Pretty much everyone has heard of Pompeii, which was destroyed in an eruption of Mt. Vesuvius in 79 AD. Not so many know about the nearby town of Herculaneum.
At our port stop in Naples on Carnival Vista we took a ship’s excursion to Herculaneum. We would have liked to see Pompeii too, but the ship had no excursions to both and we didn’t want to venture out on our own having never used European trains before this trip. Plus we don’t speak Italian and did not know if there would be any signs in English. It is possible to see both places if you go by train on your own, but first you have to make it to the train station and then catch the correct trains. You would also have to fit it all in during the time the ship is in port. After our train experience at the previous port of Messina it was a relief to just sit back on the bus and let someone else get us there.
Our friend with a month of experience on European public transportation said it wouldn’t have been all that hard – so long as there were no strikes, unexpected train cancellations, or other work stoppages. Which are apparently common on European trains. The train that runs from Naples to Sorrento stops at both Pompeii and Herculaneum, but the Naples station is far enough from the cruise dock to need a bus or taxi to get there and I don’t know if either archaeological site is within walking distance of the train. We did not see any trains or train stations while we were at Herculaneum.
Herculaneum was buried in boiling mud in the same volcanic eruption of Mt. Vesuvius that destroyed the more famous Pompeii. I’d always heard the buildings in Herculaneum were intact and even the ship’s blurb about the shore excursion said they had found wood and fabrics preserved there. From what I had heard we rather expected to see a town frozen in time looking much like it did before that fateful blast of the volcano.
After waiting for our guide to buy tickets for the group (while wondering why that hadn’t been done in advance) we went through the entrance and got our first glimpse of Herculaneum over a railing.
It wasn’t what I expected as it is definitely ruins and not a town looking as it did when people lived there. In fact some buildings were damaged before the volcano, having not been repaired from an earthquake 16 years earlier. It’s down in a hole because the entire village was buried in mud 10 to 20 meters thick in the initial blast. Another eruption in 1631 buried it further.
Though not entirely forgotten having been mentioned in writings of 1504, Herculaneum remained undiscovered until 1709 when an Austrian prince found a portion of the theater while digging a well. (Odds are it was not the prince himself doing the digging.) For nearly a decade marble and statues were stripped from the theater. Later excavations tunneled through portions of the city, but it wasn’t until the 1920’s that open air excavations began.
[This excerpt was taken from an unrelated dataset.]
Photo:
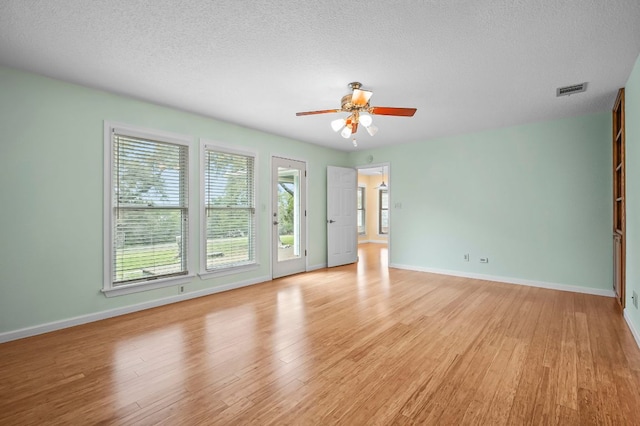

Some of the town remains underground with buildings in the current city of Resina built on top of it. The theater remains buried and is not in the part of town that tourists see.
Although Herculaneum was a Roman town at the time it was buried, it was initially Greek and in between was ruled by first the Samnites and then the Campanians (neither of which most people have likely ever heard of.) While Pompeii was a bustling city, Herculaneum was mainly a high-class resort area full of residences for the wealthy. It was about a third of the size of Pompeii.
The guide gathered our group at the railing overlooking partial buildings, cobblestone streets, and chambers of bones on a level lower than the street level of the houses. He droned on and on using up the limited time we had to spend there while we watched other people walking around through the ruins. As soon as he said we weren’t going down there I bailed from the group and went down on my own. John followed. We had terrible luck with the fairly useless guides we ended up with on ship’s excursions in Europe, though some other groups on the same excursions lucked out with good ones.
There was no way I was going to spend the whole time looking at Herculaneum from above and never venturing inside while all the other tour groups and individual visitors wandered freely through the remains of the city. Shortly after we bailed others followed and eventually the rest of the people that stayed with the guide came down too so either he meant he wasn’t taking us down as far as the bones or else he figured after half the group bailed he should take the rest in while he still had anyone left.
Some buildings still have a second story and there is wood preserved in parts of some structures. A few places have mosaic tile floors or paintings or carvings on the walls. All the furnishings, statues, tapestries, and other artifacts have been removed to a display at a museum in Naples so only the buildings remain other than a few very large clay pots, bread ovens, and something that looks like bathtubs.
Some buildings are in better shape than others, but none are in livable condition. Besides the residences, buildings within the area where tourists walk through include a bakery, college, gymnasium, and public baths.
The grottos on the lower level seen from the railing above contain skeletons preserved in long-dried mud, presumably bones of people who did not make it out of town before the mudslide cascading down the mountain arrived burying everything in its path. Unlike Pompeii, some people from Herculaneum had time enough to escape to the sea, but they fared no better than those who didn’t make it out of town. A violent tsunami tossed the fleeing ships back to crash at the shore before they could reach the open sea. Remains of these boats and the people who occupied them have been found along the coast.
Although Herculaneum wasn’t a walk through living history, it was still an interesting place to see. It would have been nice if they had left some of the furnishings, statues, and things where they were rather than removing all of them and leaving nothing but the buildings themselves. Even one furnished house would give a better insight into the lives of people lost so long ago.